Но возвращаться ему не пришлось. На следующее утро, не успел Макар выпить кофе, раздался телефонный звонок.

– Макар, голубчик, – голос Мони Вермана звучал глуховато. – Вы не могли бы подъехать?

– Куда?

– К нам в салон. Мы с Дворкиным уже здесь.

– Что случилось? – быстро спросил Илюшин. – Гройс объявился?

– Нет, не Гройс. Кое-кто другой. Приезжайте, пожалуйста, и Сергея с собой возьмите.

На двери «Афродиты» висела табличка «Закрыто». Исключительный случай для Вермана, который – единственный, кажется, во всей Москве – открывал магазин в девять утра. «А если женщина после завтрака поссорилась с мужем? – говорил он, когда продавцы жаловались, что до одиннадцати в салоне нет ни одного клиента. – А если она по дороге на работу решила порадовать себя кольцом или сережками, чтобы не было так горько? Вы что же, променяете свой сладкий сон на тихую радость бедняжки, просадившую последние деньги с общего счета?»

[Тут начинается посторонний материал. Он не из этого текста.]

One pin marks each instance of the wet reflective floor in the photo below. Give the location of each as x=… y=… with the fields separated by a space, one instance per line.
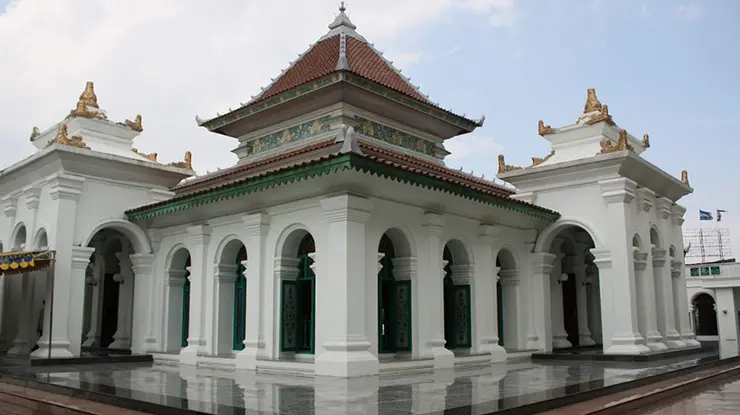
x=479 y=390
x=722 y=399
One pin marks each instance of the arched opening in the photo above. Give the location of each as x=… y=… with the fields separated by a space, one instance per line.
x=298 y=293
x=575 y=304
x=394 y=294
x=705 y=315
x=506 y=299
x=456 y=296
x=109 y=294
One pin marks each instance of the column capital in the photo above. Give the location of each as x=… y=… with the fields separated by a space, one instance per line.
x=65 y=186
x=404 y=268
x=640 y=260
x=346 y=207
x=199 y=234
x=659 y=257
x=645 y=198
x=81 y=257
x=434 y=222
x=256 y=223
x=10 y=205
x=618 y=190
x=33 y=196
x=602 y=258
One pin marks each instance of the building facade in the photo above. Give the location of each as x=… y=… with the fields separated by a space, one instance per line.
x=340 y=244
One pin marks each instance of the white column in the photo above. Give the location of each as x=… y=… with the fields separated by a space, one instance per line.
x=559 y=335
x=341 y=304
x=175 y=281
x=687 y=336
x=431 y=295
x=618 y=280
x=256 y=227
x=224 y=279
x=96 y=302
x=142 y=311
x=540 y=336
x=125 y=280
x=484 y=293
x=647 y=320
x=579 y=268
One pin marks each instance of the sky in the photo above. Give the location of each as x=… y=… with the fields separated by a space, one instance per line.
x=667 y=68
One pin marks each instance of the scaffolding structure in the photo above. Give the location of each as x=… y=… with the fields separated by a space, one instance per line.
x=707 y=244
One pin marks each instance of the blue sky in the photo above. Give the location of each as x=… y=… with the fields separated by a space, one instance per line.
x=667 y=68
x=668 y=71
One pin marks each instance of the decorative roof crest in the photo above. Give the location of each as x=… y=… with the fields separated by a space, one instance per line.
x=61 y=138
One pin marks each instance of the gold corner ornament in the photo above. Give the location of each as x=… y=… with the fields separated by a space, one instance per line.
x=150 y=156
x=543 y=129
x=185 y=164
x=536 y=161
x=136 y=124
x=88 y=100
x=592 y=102
x=35 y=133
x=645 y=141
x=505 y=168
x=608 y=146
x=685 y=177
x=61 y=138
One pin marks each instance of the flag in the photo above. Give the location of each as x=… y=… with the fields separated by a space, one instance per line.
x=719 y=214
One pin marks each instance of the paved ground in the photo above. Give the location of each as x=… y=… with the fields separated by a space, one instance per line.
x=723 y=399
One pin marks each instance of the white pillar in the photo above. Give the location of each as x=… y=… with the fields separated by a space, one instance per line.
x=125 y=280
x=540 y=336
x=618 y=280
x=256 y=227
x=484 y=294
x=430 y=289
x=224 y=279
x=341 y=304
x=559 y=335
x=579 y=268
x=142 y=310
x=682 y=307
x=201 y=292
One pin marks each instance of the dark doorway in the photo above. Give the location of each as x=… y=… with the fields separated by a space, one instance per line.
x=570 y=309
x=109 y=316
x=706 y=315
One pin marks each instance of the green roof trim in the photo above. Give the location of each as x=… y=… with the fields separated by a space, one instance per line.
x=334 y=165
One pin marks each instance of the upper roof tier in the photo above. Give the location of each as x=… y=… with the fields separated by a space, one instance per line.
x=341 y=50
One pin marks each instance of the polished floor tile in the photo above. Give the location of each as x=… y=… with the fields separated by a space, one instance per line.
x=481 y=390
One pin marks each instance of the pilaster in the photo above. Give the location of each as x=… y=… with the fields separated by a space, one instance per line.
x=430 y=288
x=201 y=292
x=142 y=268
x=541 y=265
x=256 y=227
x=618 y=280
x=341 y=303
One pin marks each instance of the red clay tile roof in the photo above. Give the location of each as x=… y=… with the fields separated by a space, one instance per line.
x=322 y=60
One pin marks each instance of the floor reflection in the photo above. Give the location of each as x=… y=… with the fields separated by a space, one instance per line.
x=484 y=389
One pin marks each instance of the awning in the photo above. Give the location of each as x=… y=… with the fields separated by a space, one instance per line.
x=27 y=261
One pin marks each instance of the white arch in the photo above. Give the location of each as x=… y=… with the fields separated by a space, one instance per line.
x=290 y=236
x=547 y=235
x=135 y=234
x=225 y=242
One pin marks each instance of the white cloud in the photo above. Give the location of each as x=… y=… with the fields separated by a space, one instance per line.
x=474 y=152
x=172 y=59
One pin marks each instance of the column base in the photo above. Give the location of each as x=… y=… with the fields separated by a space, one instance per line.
x=443 y=358
x=59 y=348
x=347 y=358
x=247 y=358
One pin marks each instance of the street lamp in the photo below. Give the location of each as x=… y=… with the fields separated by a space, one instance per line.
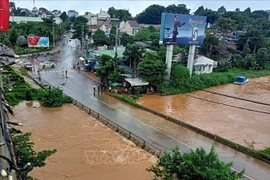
x=53 y=35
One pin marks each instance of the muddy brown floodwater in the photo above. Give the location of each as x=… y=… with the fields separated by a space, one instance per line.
x=242 y=126
x=86 y=149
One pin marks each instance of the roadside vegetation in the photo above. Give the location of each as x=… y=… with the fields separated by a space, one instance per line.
x=194 y=165
x=17 y=90
x=26 y=155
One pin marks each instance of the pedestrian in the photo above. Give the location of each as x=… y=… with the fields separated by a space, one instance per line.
x=110 y=89
x=94 y=90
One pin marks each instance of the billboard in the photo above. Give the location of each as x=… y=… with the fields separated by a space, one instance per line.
x=4 y=15
x=182 y=29
x=36 y=41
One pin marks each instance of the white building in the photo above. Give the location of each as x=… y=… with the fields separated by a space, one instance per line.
x=24 y=19
x=72 y=13
x=204 y=65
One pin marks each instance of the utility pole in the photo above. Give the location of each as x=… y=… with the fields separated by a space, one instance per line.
x=53 y=36
x=82 y=40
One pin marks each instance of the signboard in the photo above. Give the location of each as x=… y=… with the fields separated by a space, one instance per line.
x=182 y=29
x=36 y=41
x=4 y=15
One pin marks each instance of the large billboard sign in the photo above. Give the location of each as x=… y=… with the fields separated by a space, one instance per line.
x=182 y=29
x=4 y=15
x=36 y=41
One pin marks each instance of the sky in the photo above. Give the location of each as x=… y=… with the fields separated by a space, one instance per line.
x=137 y=6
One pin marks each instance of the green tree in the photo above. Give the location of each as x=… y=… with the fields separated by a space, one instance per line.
x=262 y=57
x=251 y=61
x=225 y=25
x=13 y=36
x=21 y=41
x=107 y=70
x=246 y=49
x=24 y=153
x=112 y=35
x=179 y=74
x=100 y=38
x=179 y=9
x=134 y=53
x=64 y=16
x=151 y=15
x=126 y=39
x=210 y=47
x=143 y=35
x=194 y=165
x=222 y=10
x=152 y=69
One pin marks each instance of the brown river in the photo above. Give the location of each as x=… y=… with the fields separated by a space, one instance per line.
x=240 y=121
x=86 y=149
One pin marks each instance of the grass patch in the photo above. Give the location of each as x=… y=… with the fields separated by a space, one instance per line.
x=266 y=151
x=214 y=79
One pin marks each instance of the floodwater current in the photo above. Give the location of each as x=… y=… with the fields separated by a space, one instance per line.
x=86 y=149
x=240 y=121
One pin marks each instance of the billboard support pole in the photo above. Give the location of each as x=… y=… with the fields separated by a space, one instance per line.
x=191 y=56
x=169 y=54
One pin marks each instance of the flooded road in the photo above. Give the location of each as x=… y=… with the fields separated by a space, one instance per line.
x=86 y=149
x=247 y=123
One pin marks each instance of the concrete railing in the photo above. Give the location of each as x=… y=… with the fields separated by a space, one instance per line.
x=140 y=142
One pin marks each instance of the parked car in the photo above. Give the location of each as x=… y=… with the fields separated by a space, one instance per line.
x=47 y=64
x=28 y=65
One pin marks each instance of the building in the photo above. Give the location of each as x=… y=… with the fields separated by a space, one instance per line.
x=130 y=27
x=203 y=65
x=102 y=15
x=72 y=13
x=157 y=26
x=25 y=19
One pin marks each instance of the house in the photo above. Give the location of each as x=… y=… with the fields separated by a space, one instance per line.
x=130 y=27
x=103 y=27
x=157 y=26
x=204 y=65
x=72 y=13
x=25 y=19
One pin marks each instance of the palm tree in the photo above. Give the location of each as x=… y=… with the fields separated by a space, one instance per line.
x=134 y=53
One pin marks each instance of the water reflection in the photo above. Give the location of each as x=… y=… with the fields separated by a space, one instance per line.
x=76 y=135
x=233 y=123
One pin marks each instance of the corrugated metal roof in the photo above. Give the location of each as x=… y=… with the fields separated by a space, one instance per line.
x=134 y=24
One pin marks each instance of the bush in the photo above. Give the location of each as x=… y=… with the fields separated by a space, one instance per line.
x=24 y=153
x=179 y=73
x=266 y=151
x=224 y=66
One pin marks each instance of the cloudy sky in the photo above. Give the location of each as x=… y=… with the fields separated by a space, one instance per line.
x=137 y=6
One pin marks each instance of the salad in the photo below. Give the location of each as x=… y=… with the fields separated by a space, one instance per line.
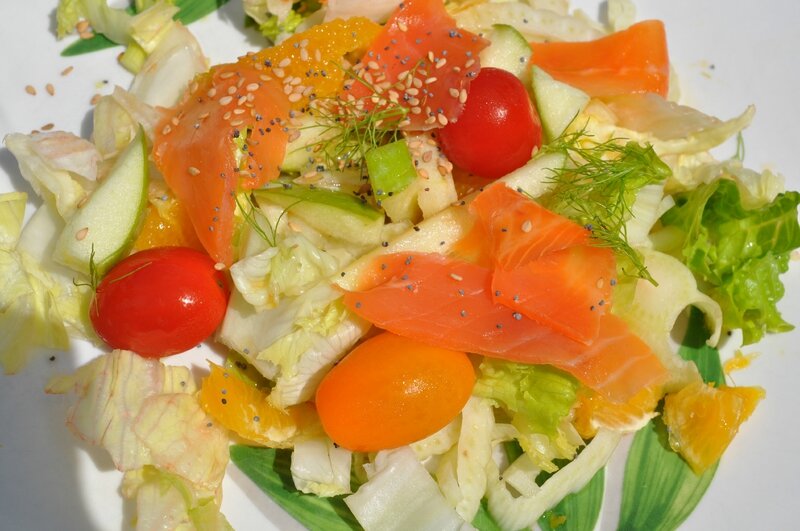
x=364 y=301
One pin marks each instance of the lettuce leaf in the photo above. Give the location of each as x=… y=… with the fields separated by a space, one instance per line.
x=537 y=396
x=60 y=167
x=320 y=467
x=167 y=501
x=739 y=252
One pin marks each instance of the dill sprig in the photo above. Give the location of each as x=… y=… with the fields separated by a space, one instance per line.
x=353 y=126
x=597 y=186
x=252 y=213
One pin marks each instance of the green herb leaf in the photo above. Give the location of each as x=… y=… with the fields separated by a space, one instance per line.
x=483 y=520
x=269 y=469
x=660 y=490
x=580 y=510
x=94 y=44
x=193 y=10
x=190 y=11
x=729 y=247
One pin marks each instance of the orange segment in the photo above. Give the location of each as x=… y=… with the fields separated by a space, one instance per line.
x=629 y=61
x=166 y=224
x=702 y=420
x=245 y=410
x=315 y=57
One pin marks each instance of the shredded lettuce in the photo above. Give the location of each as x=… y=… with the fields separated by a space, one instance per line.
x=651 y=311
x=170 y=65
x=513 y=510
x=400 y=494
x=277 y=19
x=167 y=501
x=738 y=252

Илюшин хотел позвонить, но Сергей потянул дверь, и она беззвучно открылась.

Из глубины магазина доносились обрывки фраз.

– …вы не понимаете, о чем говорите… – дребезжал Верман.

– Отлично понимаю, – перебил его женский голос. – И вы понимаете тоже. Но прикидываетесь дурачком.

В комнате повисло молчание.

– Тук-тук, – сказал Илюшин. – Что здесь происхо…

И осекся.

Диспозиция была такая: Моня Верман, потный, запыхавшийся, бегал кругами по комнате и остановился с появлением сыщиков. Курчавые волосы его стояли дыбом вокруг лысины, точно наэлектризованные. Сема Дворкин ютился на стуле, а широкое кожаное кресло Вермана было занято девушкой, которую Илюшин с первого взгляда не узнал.

Накануне она была с двумя школьными косичками и без следа косметики. Сейчас длинные черные волосы были подняты и зачесаны в гладкий конский хвост, а губы тронуты помадой. От этого, а может быть, от выражения почти спортивной собранности на лице, она повзрослела лет на десять. Причем это были непростые десять лет. Безрадостные.